É realmente uma mulher incrível.
E a nossa cultura ja não é tão unilateral assim. Conforme o tempo passa e as pessoas ganham acesso à internet, as coisas mudam de figura. Afinal, foi pela internet que conheci ela!
O que eu estou vendo é a cultura se descentralizar com a globalização. É agora que vamos ver se as pessoas são estúpidas naturalmente ou se é o meio que a oprime! :P
Calma aí. Eu não disse que a superação é impossível, o que eu disse é que é necessário abandonar o dogmatismo cristão-aristotélico para poder viabilizar uma emancipação. E a sociedade atual, principalmente desde o pós-modernismo, está caminhando para o abandono desses dogmatismos. Concordo que as coisas estão mudando e que a internet tem um papel chave nisso tudo.
Hm...
É que pra mim sempre parece que você dá uma força ao meio que não aceito...
Essa mulher, por exemplo, tem 34 anos e foi criada na igreja católica. Mas nunca se encaixou lá. Se encontrou reverenciando a mãe terra como Samara Morgan!
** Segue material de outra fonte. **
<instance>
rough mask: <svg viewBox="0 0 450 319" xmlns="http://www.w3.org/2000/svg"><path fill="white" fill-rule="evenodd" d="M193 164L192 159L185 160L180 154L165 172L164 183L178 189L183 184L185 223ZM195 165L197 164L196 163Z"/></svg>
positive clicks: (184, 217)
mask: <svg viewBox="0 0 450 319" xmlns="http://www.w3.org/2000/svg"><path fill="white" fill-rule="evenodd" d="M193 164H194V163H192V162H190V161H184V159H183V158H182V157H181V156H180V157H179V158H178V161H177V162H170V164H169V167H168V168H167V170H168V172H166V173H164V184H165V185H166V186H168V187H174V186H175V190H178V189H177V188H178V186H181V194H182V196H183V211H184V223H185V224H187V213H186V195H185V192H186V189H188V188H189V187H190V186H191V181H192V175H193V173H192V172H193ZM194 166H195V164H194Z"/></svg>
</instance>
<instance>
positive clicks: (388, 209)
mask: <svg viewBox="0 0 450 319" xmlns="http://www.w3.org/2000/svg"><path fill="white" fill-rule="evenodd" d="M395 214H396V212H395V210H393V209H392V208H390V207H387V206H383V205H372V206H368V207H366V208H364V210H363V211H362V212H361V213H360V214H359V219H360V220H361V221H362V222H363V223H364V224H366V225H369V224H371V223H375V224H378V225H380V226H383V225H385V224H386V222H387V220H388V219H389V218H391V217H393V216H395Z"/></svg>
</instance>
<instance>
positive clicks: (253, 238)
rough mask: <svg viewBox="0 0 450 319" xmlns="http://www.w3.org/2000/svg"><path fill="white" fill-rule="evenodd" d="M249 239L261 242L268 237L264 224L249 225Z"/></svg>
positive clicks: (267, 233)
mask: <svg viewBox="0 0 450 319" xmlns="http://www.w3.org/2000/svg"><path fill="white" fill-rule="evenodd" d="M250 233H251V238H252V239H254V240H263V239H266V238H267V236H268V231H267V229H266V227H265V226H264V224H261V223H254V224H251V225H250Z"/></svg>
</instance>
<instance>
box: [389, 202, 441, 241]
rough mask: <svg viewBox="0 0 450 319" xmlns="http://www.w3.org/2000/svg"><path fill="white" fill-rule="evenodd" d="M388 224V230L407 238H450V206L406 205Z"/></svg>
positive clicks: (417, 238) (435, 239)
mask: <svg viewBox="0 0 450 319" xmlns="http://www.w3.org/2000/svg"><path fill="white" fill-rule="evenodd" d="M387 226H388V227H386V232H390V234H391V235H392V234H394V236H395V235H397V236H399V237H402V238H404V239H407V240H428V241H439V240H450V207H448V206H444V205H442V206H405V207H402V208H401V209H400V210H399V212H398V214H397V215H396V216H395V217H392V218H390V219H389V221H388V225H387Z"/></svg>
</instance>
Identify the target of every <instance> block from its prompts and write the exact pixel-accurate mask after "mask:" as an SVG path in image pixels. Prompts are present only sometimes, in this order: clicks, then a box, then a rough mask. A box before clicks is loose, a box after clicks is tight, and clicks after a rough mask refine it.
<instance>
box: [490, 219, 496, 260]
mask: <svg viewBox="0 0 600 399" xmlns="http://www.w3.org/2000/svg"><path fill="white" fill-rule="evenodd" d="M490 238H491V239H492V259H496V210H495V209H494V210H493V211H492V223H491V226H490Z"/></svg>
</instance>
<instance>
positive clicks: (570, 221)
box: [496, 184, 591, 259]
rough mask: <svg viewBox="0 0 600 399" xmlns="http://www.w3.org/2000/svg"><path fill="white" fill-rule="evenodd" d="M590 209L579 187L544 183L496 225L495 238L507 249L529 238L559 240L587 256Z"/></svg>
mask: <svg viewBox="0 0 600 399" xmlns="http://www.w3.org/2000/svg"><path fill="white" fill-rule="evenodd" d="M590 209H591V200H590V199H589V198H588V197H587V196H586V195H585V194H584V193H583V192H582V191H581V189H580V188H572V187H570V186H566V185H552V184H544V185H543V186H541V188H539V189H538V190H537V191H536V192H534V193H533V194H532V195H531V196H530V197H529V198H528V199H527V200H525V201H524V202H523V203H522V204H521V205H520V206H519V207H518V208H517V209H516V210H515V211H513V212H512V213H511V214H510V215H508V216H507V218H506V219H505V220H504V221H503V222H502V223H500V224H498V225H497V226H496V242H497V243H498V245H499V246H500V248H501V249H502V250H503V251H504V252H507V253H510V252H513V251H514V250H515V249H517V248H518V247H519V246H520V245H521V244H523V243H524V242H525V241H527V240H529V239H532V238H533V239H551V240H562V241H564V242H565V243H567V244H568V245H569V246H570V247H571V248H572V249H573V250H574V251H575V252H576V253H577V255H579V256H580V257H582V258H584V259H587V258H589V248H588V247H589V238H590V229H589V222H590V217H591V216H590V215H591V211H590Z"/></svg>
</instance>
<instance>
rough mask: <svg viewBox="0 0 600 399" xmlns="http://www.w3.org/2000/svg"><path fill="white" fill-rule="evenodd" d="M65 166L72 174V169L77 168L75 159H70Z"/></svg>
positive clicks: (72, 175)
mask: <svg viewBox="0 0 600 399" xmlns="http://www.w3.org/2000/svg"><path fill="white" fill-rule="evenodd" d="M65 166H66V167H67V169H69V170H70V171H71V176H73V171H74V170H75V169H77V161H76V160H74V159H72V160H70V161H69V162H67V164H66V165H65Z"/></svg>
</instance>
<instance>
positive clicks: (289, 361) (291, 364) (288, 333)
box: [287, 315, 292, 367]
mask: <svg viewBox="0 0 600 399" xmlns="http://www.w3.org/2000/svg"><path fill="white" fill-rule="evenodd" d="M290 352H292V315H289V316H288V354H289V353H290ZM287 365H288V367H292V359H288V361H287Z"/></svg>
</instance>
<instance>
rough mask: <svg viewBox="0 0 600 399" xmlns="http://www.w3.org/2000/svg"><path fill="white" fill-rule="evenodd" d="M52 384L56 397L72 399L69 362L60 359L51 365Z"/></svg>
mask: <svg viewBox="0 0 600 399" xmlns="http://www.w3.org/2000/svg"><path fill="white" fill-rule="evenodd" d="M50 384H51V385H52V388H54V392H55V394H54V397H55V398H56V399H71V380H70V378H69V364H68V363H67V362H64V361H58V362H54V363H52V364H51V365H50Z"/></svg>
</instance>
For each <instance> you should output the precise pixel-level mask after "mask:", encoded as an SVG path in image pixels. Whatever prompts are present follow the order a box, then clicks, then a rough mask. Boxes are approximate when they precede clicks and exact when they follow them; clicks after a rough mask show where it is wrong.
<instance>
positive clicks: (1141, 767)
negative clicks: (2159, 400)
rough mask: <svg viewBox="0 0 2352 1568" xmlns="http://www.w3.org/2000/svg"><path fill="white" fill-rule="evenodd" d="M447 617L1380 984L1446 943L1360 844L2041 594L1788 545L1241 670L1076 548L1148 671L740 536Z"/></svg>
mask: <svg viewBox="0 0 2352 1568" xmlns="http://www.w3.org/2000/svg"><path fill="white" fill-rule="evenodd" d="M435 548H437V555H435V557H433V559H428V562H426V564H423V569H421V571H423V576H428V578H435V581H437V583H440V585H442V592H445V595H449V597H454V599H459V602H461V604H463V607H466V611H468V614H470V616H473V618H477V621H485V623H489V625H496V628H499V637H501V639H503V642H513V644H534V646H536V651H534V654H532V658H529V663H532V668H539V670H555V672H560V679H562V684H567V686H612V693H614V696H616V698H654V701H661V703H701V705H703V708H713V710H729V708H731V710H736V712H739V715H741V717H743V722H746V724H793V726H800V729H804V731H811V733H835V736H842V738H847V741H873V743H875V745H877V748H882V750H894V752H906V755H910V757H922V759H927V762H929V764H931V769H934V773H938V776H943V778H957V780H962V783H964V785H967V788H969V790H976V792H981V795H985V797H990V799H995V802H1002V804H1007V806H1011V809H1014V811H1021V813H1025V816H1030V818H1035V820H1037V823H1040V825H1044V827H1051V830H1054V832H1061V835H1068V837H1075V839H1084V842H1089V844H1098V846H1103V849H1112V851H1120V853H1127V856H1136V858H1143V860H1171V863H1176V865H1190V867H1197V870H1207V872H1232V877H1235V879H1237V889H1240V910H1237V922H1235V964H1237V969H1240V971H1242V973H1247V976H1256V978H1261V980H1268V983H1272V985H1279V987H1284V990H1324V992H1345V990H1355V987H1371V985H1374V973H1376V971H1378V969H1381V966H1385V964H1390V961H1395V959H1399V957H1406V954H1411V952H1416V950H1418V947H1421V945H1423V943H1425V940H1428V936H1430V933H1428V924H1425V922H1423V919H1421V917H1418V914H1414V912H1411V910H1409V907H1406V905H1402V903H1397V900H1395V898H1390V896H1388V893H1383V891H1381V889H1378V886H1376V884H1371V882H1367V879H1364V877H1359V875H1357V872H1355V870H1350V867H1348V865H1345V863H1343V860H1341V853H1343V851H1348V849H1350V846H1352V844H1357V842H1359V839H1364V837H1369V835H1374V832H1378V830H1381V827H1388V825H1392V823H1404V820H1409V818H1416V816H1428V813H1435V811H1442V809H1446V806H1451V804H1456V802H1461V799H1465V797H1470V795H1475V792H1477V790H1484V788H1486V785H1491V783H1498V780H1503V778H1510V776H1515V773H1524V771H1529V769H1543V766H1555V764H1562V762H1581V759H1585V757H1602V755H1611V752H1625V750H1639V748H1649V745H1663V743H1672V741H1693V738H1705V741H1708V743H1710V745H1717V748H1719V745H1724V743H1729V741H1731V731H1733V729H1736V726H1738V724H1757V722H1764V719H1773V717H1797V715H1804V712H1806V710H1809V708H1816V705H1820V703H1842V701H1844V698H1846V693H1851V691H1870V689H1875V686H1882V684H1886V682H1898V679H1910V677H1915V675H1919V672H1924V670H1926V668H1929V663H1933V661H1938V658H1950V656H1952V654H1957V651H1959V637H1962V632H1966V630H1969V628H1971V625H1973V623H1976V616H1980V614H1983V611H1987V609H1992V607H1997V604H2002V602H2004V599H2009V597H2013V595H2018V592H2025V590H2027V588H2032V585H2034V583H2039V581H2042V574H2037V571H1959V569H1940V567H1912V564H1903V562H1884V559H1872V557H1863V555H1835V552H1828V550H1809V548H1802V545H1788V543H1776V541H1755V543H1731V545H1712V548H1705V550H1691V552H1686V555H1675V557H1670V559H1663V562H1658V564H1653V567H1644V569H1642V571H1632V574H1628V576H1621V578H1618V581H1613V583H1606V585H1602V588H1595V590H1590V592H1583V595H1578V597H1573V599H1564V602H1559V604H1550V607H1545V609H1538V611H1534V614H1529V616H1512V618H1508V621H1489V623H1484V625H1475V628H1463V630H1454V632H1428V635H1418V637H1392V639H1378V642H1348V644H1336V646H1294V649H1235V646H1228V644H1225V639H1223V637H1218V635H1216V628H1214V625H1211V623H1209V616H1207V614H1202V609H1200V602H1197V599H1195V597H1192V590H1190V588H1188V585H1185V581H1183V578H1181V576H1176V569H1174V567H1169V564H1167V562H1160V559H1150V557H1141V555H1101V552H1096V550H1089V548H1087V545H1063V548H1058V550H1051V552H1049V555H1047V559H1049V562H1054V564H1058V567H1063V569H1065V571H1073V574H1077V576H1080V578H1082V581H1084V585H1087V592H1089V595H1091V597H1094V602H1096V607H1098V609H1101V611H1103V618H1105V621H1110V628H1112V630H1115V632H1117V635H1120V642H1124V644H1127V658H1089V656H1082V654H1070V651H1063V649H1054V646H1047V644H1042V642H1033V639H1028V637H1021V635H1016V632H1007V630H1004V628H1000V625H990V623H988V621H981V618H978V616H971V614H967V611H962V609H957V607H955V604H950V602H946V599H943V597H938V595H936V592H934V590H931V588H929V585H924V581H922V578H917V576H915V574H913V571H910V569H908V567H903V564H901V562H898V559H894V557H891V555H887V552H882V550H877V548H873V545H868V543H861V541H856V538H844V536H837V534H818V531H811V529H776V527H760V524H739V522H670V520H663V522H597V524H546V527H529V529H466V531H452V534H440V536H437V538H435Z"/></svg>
Creio que nossa cultura seja psicologicamente incompleta e que é esse o motivo de alguns serem tão desajustados...
Enfim, o texto foi excelente. Fiquei estupefato que você citou JUNG!!!
Quase chorei!
KKKKKKKKKKKKKKKKKKKKKKKKKKKKKKKKKKKK
XD. Pois é, eu cito de tudo. Citei Jung uma vez, mas citei Lacan 4, Nietzsche 6, Freud 2, Schopenahuer 8,e Derrida 3,...
"Creio que nossa cultura seja psicologicamente incompleta e que é esse o motivo de alguns serem tão desajustados..."
Hum, gostei disso. Tenha isso em mente quando ler o capítulo CXII, a ser postado.